There’s an annoying theory out there that suggests movie critics actually want to hate movies. I assure you, nothing could be further from the truth. While, yes, it’s occasionally liberating to write a review that’s simply negative, and not have to waffle back and forth about whether strong performances balance out shoddy pacing and so on, picture this: if your job was to watch movies every single day, wouldn't you want them to be good?

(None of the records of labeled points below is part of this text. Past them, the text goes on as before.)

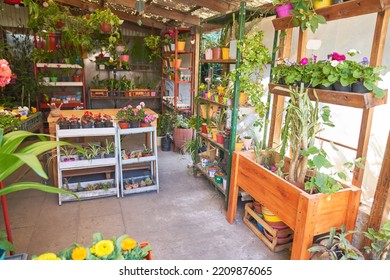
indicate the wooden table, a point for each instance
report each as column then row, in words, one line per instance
column 78, row 113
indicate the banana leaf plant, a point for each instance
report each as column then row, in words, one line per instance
column 12, row 157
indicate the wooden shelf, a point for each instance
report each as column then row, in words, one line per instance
column 347, row 9
column 212, row 102
column 350, row 99
column 58, row 65
column 64, row 105
column 215, row 143
column 222, row 61
column 212, row 180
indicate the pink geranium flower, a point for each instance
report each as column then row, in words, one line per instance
column 5, row 73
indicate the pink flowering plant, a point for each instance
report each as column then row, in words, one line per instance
column 5, row 73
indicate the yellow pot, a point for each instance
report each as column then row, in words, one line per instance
column 243, row 98
column 225, row 53
column 238, row 146
column 318, row 4
column 181, row 45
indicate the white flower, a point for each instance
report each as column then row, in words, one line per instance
column 334, row 63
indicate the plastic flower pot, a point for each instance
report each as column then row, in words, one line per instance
column 284, row 10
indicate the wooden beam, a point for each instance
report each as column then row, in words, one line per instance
column 377, row 49
column 380, row 207
column 122, row 15
column 153, row 9
column 218, row 6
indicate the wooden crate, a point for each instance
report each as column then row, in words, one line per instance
column 307, row 214
column 273, row 246
column 99, row 92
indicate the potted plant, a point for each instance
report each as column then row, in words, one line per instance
column 335, row 246
column 5, row 245
column 63, row 122
column 147, row 152
column 304, row 15
column 87, row 119
column 108, row 149
column 283, row 7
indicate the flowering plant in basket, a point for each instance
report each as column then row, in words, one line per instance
column 122, row 248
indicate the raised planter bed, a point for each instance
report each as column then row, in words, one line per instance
column 307, row 215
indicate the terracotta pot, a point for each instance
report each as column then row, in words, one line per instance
column 220, row 138
column 284, row 10
column 208, row 54
column 181, row 45
column 105, row 27
column 225, row 53
column 217, row 53
column 123, row 124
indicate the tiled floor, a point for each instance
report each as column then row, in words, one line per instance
column 185, row 220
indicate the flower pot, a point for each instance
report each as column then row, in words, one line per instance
column 123, row 124
column 284, row 10
column 339, row 87
column 325, row 87
column 105, row 27
column 181, row 45
column 165, row 144
column 87, row 125
column 225, row 53
column 64, row 126
column 108, row 124
column 134, row 124
column 247, row 143
column 318, row 4
column 208, row 54
column 220, row 138
column 52, row 42
column 359, row 87
column 217, row 53
column 125, row 58
column 55, row 112
column 74, row 125
column 99, row 124
column 238, row 146
column 142, row 124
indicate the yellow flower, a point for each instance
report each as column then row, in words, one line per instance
column 47, row 257
column 103, row 248
column 79, row 253
column 128, row 244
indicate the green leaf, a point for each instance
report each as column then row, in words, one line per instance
column 32, row 185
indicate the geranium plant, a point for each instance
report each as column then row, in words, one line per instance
column 122, row 248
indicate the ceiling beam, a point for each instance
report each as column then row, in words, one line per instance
column 153, row 9
column 218, row 6
column 122, row 15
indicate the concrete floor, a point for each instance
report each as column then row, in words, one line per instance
column 184, row 221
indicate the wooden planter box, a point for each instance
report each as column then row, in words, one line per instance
column 307, row 215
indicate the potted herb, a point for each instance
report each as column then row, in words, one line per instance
column 108, row 149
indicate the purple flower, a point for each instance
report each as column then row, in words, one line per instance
column 304, row 61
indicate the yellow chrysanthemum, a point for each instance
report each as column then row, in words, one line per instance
column 104, row 248
column 79, row 253
column 128, row 244
column 47, row 257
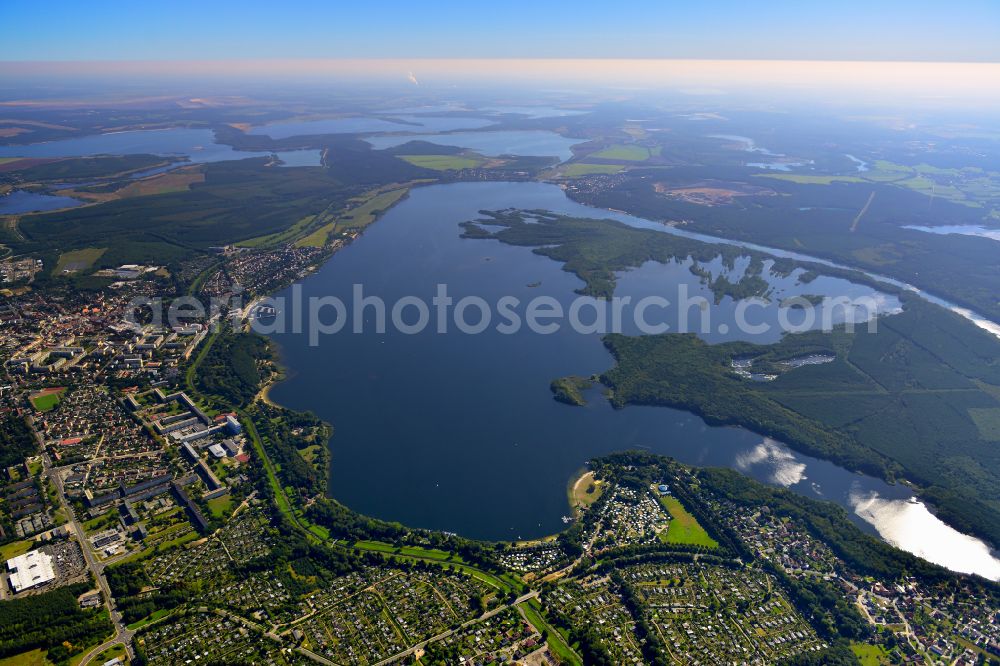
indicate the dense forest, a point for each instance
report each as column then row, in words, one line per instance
column 231, row 370
column 919, row 399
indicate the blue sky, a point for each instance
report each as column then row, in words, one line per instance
column 963, row 30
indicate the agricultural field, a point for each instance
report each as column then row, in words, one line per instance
column 77, row 261
column 369, row 208
column 444, row 162
column 626, row 153
column 578, row 169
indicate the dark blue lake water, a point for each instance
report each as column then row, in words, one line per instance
column 460, row 432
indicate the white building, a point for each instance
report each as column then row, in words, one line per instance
column 30, row 570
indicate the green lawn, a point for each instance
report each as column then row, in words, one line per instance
column 556, row 644
column 579, row 169
column 625, row 152
column 443, row 162
column 220, row 507
column 317, row 238
column 684, row 528
column 410, row 551
column 870, row 655
column 46, row 401
column 153, row 617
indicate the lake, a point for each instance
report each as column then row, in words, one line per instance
column 535, row 143
column 197, row 145
column 364, row 125
column 20, row 201
column 959, row 229
column 460, row 432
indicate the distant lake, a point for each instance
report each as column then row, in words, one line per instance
column 20, row 201
column 197, row 145
column 461, row 433
column 535, row 143
column 959, row 229
column 537, row 111
column 409, row 123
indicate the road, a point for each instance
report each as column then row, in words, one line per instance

But I was at an interesting place when I went to see Texas Killing Fields. I had just come off almost two months of mostly-positive reviews in a row, and I was beginning to wonder if I could even recognize a bad movie when I saw one. It’s like you’re taking the SATs and you suddenly realize that your last ten answers were all “C.” Sure, it's technically possible, but you can’t shake the feeling that you’re doing something wrong.
So in a perverse way it was mildly satisfying to watch a movie that was simply… pretty bad. Not that Texas Killing Fields enrages me, but then that’s a big part of the problem. It failed to elicit a single, palpable emotional reaction throughout the entire running time thanks to muddled plotting, leisurely pacing and disappointing performances from actors trying to elevate material that is clearly beneath them. Texas Killing Fields is dramatically out to lunch.
The story is about two homicide detectives played by The Watchmen’s Jeffrey Dean Morgan and Avatar’s Sam Worthington. They’ve got – get this – a homicide on their hands, and Morgan suspects it’s the work of a serial killer. But the other victims were found outside of their jurisdiction, making it difficult to pursue the case. Worthington’s ex-wife, played by Tree of Life’s Jessica Chastain, is a detective in another district whose own case may be related, so occasionally they have to work together for a scene or two. But mostly Morgan tries to pull together the loose ends while Worthington tracks down a bad guy with “red herring” practically tattooed to his forehead, and poor Chloë Grace Moretz of Kick-Ass fame toddles throughout the film for no other reason than to be victimized in the third act.
The plot of Texas Killing Fields would be pretty thin for a Law & Order episode, and it isn’t aided by confusing storytelling. There’s a scene in which Morgan goes a little Rodney King on some uncooperative witnesses, forcing Worthington to give him a speech about his dangerous behavior. At one point Worthington says something to the effect of, “Do you even know where you are?” And that’s when I realized that I had no idea where they were. I was never sure where the heck anything was in relation to the other locations in the film, which is odd for a movie in which geography is an important plot point. Late in Texas Killing Fields Morgan scours the Texas killing fields that lend the movie their name, in which all of the bodies were discovered. But nobody, apparently, ever thought to actually search the place for clues. Morgan ends up finding an orgy of evidence within walking distance of every corpse, weeks and possibly even months after the fact. Aren’t there procedures for this kind of thing?
Texas Killing Fields was directed by Ami Canaan Mann, daughter of Michael Mann, and a director who probably has better films in her than this one. But she isn’t aided by a story that plays a lot like… Well, a Michael Mann movie. It seems impolite to bring it up, but the parallels between Texas Killing Fields and the cinematic oeuvre of a director who makes cops and robbers movies better than anyone else are hard to miss, and this movie doesn't come close to that standard. Hell, when placed side-by-side with any quality cop movie Texas Killing Fields falls remarkably short. It’s a plodding, confusing film with decent performances that are undone by a tepid screenplay riddled with plot holes and dangling threads. (That red herring? Never even resolved. I know it’s a red herring but at least tell us what happens to the guy.) These fields are just plain barren.